Par la reconnaissance de ce principe d’équation financière, le Conseil d’Etat parvient à concilier le caractère profondément inégalitaire des contrats administratifs avec le respect d’une certaine équité au profit des cocontractants de l’administration. L’intérêt général, raison d’être de cette inégalité, se voit, ainsi, préservé tout comme l’intérêt particulier des partenaires de l’administration.

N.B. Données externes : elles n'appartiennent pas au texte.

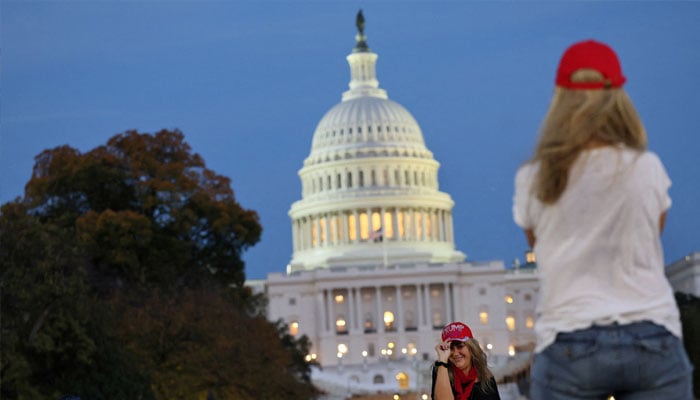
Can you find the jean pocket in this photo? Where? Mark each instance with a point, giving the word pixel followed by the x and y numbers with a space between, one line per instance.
pixel 657 345
pixel 568 351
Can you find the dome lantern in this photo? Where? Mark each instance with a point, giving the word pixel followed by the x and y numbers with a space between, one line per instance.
pixel 370 192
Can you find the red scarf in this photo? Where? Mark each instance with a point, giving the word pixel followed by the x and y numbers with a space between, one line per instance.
pixel 464 383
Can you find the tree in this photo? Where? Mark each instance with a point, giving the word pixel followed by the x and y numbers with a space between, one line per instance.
pixel 52 333
pixel 689 307
pixel 197 343
pixel 148 211
pixel 125 280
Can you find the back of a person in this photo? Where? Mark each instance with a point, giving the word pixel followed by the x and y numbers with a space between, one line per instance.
pixel 599 249
pixel 592 203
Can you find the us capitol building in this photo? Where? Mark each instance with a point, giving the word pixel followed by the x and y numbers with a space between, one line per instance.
pixel 375 274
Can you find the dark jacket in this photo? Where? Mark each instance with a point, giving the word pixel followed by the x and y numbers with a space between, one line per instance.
pixel 477 393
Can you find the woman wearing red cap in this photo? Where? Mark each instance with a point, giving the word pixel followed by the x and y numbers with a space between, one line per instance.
pixel 593 201
pixel 461 373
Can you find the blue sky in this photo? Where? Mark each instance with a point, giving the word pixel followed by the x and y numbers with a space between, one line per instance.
pixel 247 82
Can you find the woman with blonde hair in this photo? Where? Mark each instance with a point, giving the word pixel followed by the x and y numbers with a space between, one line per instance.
pixel 593 202
pixel 461 371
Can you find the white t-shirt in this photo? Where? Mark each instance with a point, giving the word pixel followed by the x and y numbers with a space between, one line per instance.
pixel 598 248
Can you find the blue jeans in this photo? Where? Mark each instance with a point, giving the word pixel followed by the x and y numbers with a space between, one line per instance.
pixel 638 361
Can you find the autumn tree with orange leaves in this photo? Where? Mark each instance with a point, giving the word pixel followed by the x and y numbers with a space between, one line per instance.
pixel 124 275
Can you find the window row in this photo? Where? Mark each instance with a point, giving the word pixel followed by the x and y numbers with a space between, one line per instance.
pixel 374 225
pixel 387 132
pixel 369 177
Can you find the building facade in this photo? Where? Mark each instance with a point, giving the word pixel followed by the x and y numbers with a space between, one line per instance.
pixel 375 274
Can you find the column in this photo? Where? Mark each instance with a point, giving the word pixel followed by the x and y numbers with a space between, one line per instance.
pixel 351 324
pixel 357 226
pixel 331 314
pixel 379 321
pixel 401 324
pixel 420 302
pixel 322 323
pixel 428 310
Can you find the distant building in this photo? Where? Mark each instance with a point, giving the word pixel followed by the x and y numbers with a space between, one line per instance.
pixel 375 274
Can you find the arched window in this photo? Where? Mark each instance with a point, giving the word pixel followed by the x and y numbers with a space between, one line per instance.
pixel 402 379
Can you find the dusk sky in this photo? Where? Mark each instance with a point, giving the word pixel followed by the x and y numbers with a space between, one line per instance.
pixel 247 82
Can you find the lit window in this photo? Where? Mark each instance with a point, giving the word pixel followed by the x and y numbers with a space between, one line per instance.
pixel 402 379
pixel 340 325
pixel 388 319
pixel 364 226
pixel 530 257
pixel 510 322
pixel 529 322
pixel 484 318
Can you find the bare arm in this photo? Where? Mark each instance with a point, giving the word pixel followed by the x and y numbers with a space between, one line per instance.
pixel 443 388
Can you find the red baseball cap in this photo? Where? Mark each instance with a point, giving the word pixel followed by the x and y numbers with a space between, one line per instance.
pixel 594 55
pixel 456 331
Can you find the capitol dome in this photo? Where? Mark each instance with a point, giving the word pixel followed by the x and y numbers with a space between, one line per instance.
pixel 370 192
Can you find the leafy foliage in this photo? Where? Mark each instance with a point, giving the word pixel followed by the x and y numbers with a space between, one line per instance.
pixel 122 277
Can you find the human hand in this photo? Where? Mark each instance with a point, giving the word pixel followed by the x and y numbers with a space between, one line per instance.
pixel 443 351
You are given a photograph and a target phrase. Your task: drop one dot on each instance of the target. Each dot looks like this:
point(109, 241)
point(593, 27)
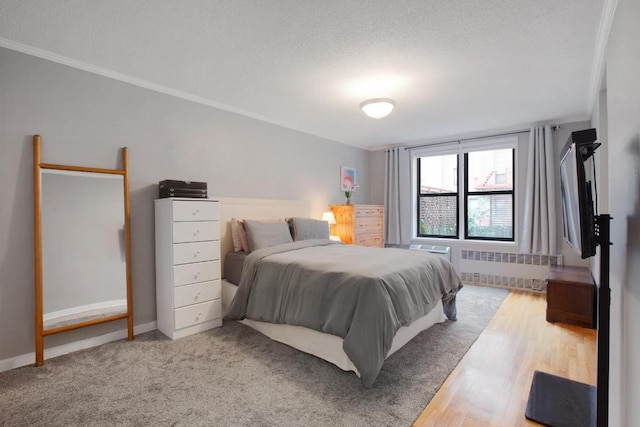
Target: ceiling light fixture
point(377, 108)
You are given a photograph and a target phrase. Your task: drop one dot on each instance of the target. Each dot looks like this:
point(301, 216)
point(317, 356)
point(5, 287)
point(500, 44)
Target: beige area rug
point(234, 376)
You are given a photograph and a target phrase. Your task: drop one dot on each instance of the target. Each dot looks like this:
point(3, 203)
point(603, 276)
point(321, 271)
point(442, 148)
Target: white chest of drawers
point(187, 266)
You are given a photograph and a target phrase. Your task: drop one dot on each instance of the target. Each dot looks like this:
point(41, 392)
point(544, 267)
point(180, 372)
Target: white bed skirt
point(326, 346)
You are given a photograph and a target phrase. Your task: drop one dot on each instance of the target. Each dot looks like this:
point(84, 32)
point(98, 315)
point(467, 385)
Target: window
point(489, 194)
point(438, 196)
point(484, 201)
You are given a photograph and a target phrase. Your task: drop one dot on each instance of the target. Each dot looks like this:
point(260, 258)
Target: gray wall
point(84, 119)
point(622, 60)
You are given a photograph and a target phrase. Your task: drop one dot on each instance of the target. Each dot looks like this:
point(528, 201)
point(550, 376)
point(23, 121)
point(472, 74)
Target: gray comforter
point(361, 294)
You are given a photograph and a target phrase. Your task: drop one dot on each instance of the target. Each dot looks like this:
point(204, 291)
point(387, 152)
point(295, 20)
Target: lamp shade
point(329, 217)
point(377, 108)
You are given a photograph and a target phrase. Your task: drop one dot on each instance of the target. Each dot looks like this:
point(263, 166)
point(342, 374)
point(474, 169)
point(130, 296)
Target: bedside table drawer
point(197, 231)
point(184, 253)
point(197, 313)
point(196, 272)
point(196, 293)
point(195, 211)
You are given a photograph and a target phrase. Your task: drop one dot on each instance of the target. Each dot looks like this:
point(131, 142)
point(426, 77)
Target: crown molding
point(80, 65)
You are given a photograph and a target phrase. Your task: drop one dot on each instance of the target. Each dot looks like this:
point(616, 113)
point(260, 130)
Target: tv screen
point(577, 200)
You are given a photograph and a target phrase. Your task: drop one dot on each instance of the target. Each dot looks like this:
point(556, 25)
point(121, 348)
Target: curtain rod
point(479, 137)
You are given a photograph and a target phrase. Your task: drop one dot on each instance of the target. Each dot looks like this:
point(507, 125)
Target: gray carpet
point(234, 376)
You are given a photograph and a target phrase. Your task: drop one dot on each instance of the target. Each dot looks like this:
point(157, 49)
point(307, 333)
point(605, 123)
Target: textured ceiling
point(453, 66)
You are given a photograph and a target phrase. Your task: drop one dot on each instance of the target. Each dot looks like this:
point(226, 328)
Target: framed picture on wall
point(347, 178)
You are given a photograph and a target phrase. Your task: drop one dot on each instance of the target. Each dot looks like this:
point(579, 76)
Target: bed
point(354, 327)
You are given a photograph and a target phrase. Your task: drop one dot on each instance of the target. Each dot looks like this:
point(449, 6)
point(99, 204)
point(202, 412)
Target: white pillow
point(262, 234)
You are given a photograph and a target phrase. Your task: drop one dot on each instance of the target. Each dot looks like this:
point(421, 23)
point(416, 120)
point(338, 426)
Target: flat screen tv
point(578, 213)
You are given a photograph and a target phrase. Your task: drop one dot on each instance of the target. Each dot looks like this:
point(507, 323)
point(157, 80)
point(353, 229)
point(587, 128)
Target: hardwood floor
point(490, 386)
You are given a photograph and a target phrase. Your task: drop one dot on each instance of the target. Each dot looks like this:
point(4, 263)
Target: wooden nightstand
point(571, 296)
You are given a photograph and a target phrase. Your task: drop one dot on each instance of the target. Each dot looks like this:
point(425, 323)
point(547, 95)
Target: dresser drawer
point(367, 211)
point(195, 210)
point(197, 272)
point(370, 240)
point(196, 293)
point(369, 225)
point(197, 231)
point(184, 253)
point(197, 313)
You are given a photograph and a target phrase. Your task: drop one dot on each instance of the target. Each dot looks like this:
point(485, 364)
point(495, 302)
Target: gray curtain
point(539, 225)
point(397, 197)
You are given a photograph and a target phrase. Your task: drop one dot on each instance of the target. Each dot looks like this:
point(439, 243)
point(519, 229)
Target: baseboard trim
point(29, 358)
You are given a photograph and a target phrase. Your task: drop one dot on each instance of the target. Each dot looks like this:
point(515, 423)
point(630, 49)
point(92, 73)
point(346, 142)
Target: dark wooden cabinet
point(571, 296)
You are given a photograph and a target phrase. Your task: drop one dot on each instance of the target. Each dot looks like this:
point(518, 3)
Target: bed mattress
point(325, 346)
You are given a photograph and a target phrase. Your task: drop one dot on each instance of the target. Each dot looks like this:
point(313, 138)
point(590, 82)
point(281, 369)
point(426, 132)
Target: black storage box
point(174, 188)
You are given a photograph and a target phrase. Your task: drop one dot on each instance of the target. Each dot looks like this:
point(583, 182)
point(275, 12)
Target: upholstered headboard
point(253, 209)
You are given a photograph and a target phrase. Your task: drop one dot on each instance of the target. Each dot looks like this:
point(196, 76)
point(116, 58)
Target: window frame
point(420, 196)
point(461, 148)
point(511, 192)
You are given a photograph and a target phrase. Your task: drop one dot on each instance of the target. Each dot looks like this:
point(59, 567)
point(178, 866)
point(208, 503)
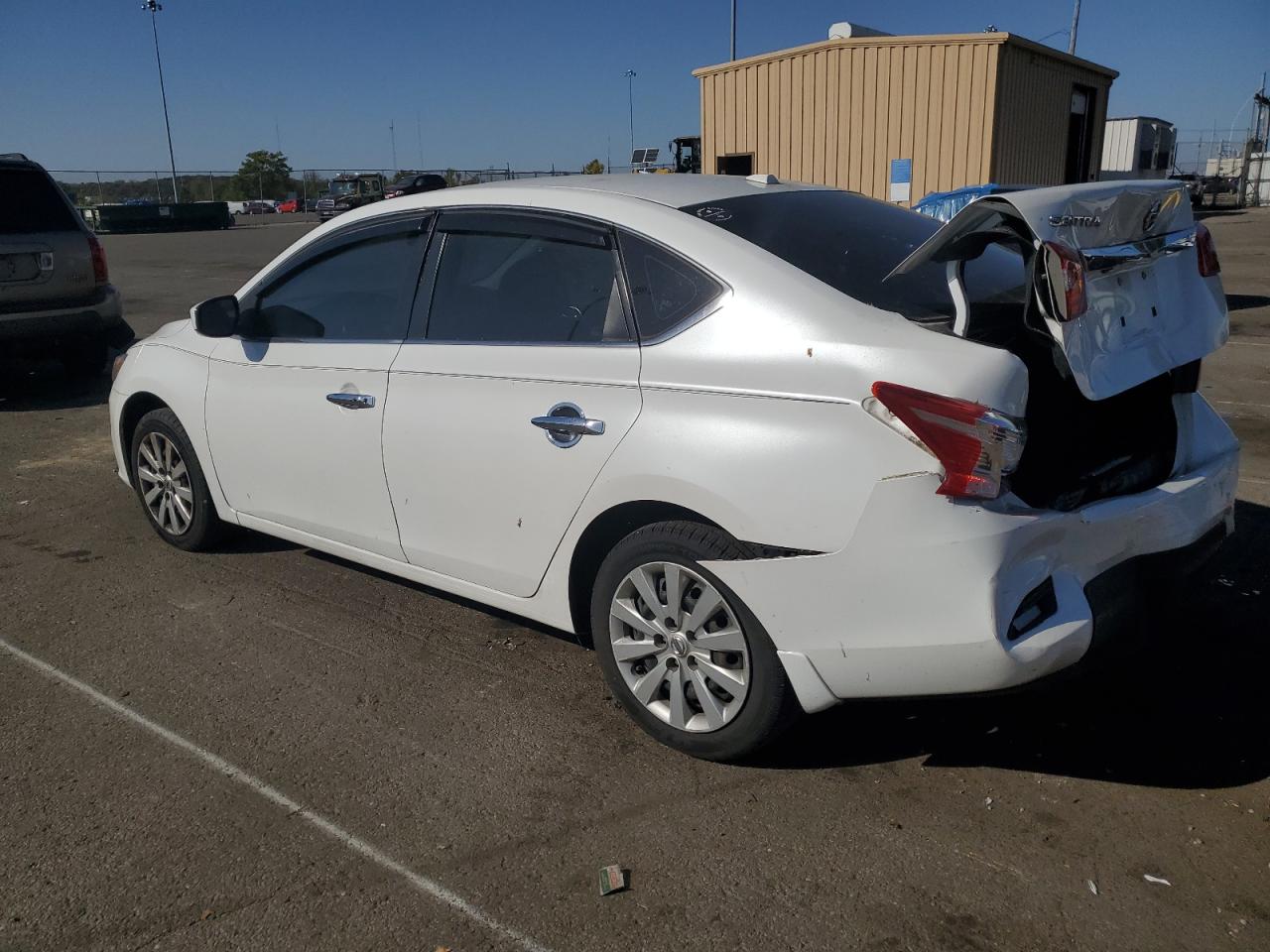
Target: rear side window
point(515, 281)
point(359, 291)
point(852, 243)
point(665, 289)
point(31, 203)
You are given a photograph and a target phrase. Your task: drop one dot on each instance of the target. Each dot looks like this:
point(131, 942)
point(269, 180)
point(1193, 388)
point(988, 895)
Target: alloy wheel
point(680, 648)
point(166, 485)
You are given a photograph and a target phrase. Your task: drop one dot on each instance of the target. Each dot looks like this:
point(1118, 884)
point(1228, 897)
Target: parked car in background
point(56, 298)
point(348, 191)
point(414, 182)
point(943, 206)
point(742, 434)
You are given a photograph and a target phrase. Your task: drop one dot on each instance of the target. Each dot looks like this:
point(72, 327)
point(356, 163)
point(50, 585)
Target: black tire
point(204, 527)
point(769, 706)
point(84, 358)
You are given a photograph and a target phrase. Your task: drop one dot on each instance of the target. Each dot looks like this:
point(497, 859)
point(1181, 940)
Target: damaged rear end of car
point(1056, 480)
point(1123, 299)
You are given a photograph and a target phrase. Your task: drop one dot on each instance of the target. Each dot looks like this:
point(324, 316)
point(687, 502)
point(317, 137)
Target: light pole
point(153, 7)
point(733, 30)
point(630, 102)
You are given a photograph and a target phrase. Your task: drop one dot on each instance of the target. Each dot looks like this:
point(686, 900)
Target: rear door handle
point(352, 402)
point(566, 424)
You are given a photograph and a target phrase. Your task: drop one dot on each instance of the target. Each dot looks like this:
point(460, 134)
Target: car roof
point(674, 190)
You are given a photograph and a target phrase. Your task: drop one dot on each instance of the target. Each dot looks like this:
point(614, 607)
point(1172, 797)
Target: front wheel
point(681, 652)
point(171, 484)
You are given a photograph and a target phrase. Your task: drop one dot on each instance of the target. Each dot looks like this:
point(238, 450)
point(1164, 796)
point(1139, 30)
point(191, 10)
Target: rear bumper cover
point(921, 599)
point(42, 329)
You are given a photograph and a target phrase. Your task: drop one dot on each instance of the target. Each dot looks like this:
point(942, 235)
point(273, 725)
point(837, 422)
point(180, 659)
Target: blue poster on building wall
point(901, 179)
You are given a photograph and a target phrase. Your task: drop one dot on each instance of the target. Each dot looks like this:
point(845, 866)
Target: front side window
point(359, 291)
point(524, 284)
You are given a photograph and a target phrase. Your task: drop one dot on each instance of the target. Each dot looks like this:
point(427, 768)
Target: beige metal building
point(961, 109)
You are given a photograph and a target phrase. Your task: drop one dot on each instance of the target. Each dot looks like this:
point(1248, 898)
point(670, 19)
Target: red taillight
point(1206, 252)
point(100, 273)
point(1066, 270)
point(975, 444)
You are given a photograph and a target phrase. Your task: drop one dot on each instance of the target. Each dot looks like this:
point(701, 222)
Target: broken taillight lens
point(975, 444)
point(1066, 270)
point(1206, 250)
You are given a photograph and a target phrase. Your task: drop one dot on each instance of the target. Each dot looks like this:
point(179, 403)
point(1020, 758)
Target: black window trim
point(572, 221)
point(418, 220)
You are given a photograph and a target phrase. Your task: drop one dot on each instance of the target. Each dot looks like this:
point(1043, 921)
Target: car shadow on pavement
point(42, 385)
point(1183, 706)
point(1241, 302)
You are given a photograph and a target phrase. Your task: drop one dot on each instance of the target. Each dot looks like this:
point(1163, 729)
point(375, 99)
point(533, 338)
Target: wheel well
point(598, 539)
point(136, 407)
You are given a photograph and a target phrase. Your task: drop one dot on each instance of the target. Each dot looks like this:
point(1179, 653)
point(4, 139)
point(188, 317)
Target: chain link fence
point(89, 186)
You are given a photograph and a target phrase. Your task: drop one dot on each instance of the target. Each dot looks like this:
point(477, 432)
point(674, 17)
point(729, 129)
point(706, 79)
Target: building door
point(1080, 135)
point(735, 164)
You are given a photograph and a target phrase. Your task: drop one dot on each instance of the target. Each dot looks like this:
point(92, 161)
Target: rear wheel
point(681, 652)
point(171, 485)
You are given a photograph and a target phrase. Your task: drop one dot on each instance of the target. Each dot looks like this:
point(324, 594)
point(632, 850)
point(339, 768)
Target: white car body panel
point(480, 493)
point(751, 417)
point(272, 429)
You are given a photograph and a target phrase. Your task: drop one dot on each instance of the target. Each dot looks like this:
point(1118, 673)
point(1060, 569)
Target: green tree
point(262, 175)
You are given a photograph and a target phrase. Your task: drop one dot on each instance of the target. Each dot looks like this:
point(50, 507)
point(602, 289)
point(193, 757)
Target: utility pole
point(630, 102)
point(733, 30)
point(1076, 22)
point(153, 7)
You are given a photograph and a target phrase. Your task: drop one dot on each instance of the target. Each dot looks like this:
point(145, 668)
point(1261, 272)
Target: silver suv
point(56, 298)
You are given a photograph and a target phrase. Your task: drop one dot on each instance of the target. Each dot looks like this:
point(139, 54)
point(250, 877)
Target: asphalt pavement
point(266, 748)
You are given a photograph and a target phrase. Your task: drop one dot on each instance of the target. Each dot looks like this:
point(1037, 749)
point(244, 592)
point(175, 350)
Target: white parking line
point(276, 796)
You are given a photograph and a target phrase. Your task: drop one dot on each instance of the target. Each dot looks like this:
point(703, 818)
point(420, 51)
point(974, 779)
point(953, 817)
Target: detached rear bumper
point(922, 598)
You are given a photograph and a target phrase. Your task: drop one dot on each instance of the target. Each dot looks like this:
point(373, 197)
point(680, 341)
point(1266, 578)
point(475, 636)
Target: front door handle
point(566, 424)
point(352, 402)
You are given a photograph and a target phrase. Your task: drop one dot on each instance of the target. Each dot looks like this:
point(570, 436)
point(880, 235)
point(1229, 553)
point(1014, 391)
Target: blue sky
point(529, 82)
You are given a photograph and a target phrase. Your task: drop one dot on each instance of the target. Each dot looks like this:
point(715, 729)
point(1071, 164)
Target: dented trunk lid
point(1148, 307)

CE, 11/03/1910, Compagnie générale française des tramways

Vu le recours du Ministre des travaux publics et le mémoire ampliatif présenté au nom de l'Etat, ledit recours et ledit mémoire enregistrés au Secrétariat du Contentieux du Conseil d'Etat le 21 avril 1904 et le 1er février 1905 et tendant à ce qu'il plaise au Conseil annuler un arrêté, en date du 15 février 1904, par lequel le conseil de préfecture des Bouches-du-Rhône, statuant sur la requête de la Compagnie générale française des tramways dirigée contre un arrêté préfectoral du 23 juin 1903 qui a réglé le service des voitures du 1er mai au 2 novembre 1903, pour les tramways de Marseille, a déclaré irrecevable l'intervention de l'Etat et a prononcé l'annulation de l'arrêté préfectoral attaqué ;

Vu le décret du 28 février 1901 et le cahier des charges annexé ; Vu la loi du 28 pluviose an VIII ; Vu la loi du 15 juillet 1845, la loi du 11 juin 1880 ; Vu les décrets du 6 août 1881 et du 13 février 1900 ;

Sur la recevabilité :

Considérant que le litige dont la Compagnie générale française des tramways a saisi le conseil de préfecture des Bouches-du-Rhône portait sur l'interprétation du cahier des charges d'une concession accordée par l'Etat ; qu'il appartenait dès lors à l'Etat de défendre à l'instance et que c'est par suite à tort que le mémoire présenté en son nom devant le conseil de préfecture a été déclaré non recevable par l'arrêté attaqué ;

Au fond :

Considérant que dans l'instance engagée par elle devant le conseil de préfecture, la Compagnie générale française des tramways a soutenu que l'arrêté du 23 juin 1903, par lequel le préfet des Bouches-du-Rhône a fixé l'horaire du service d'été, aurait été pris en violation de l'article 11 de la convention et de l'article 14 du cahier des charges, et que faisant droit aux conclusions de la Compagnie, le conseil de préfecture a annulé ledit arrêté préfectoral ; que la Compagnie dans les observations qu'elle a présentées devant le Conseil d'Etat a conclu au rejet du recours du ministre des Travaux publics par les motifs énoncés dans sa réclamation primitive ;

Considérant que l'arrêté du préfet des Bouches-du-Rhône a été pris dans la limite des pouvoirs qui lui sont conférés par l'article 33 du règlement d'administration publique du 6 août 1881, pris en exécution des lois du 11 juin 1880 article 38 et du 15 juillet 1845 article 21 , lesquels impliquent pour l'administration le droit, non seulement d'approuver les horaires des trains au point de vue de la sécurité et de la commodité de la circulation, mais encore de prescrire les modifications et les additions nécessaires pour assurer, dans l'intérêt du public, la marche normale du service ; qu'ainsi la circonstance que le préfet, aurait, comme le soutient la Compagnie des tramways, imposé à cette dernière un service différent de celui qui avait été prévu par les parties contractantes ne serait pas de nature à entraîner à elle seule, dans l'espèce, l'annulation de l'arrêté préfectoral du 23 juin 1903. Que c'est par suite à tort que le conseil de préfecture a, par l'arrêté attaqué, prononcé cette annulation ; qu'il appartiendrait seulement à la compagnie, si elle s'y croyait fondée, de présenter une demande d'indemnité en réparation du préjudice qu'elle établirait lui avoir été causé par une aggravation ainsi apportée aux charges de l'exploitation ;

DECIDE :
Article 1er : L'arrêté ci-dessus visé du Conseil de préfecture des Bouches-du-Rhône en date du 15 février 1904 est annulé.
Article 2 : La réclamation de la Compagnie générale française des tramways est rejetée.
Article 3 : La Compagnie générale française des tramways supportera les dépens.
Article 4 : Expédition Travaux Publics.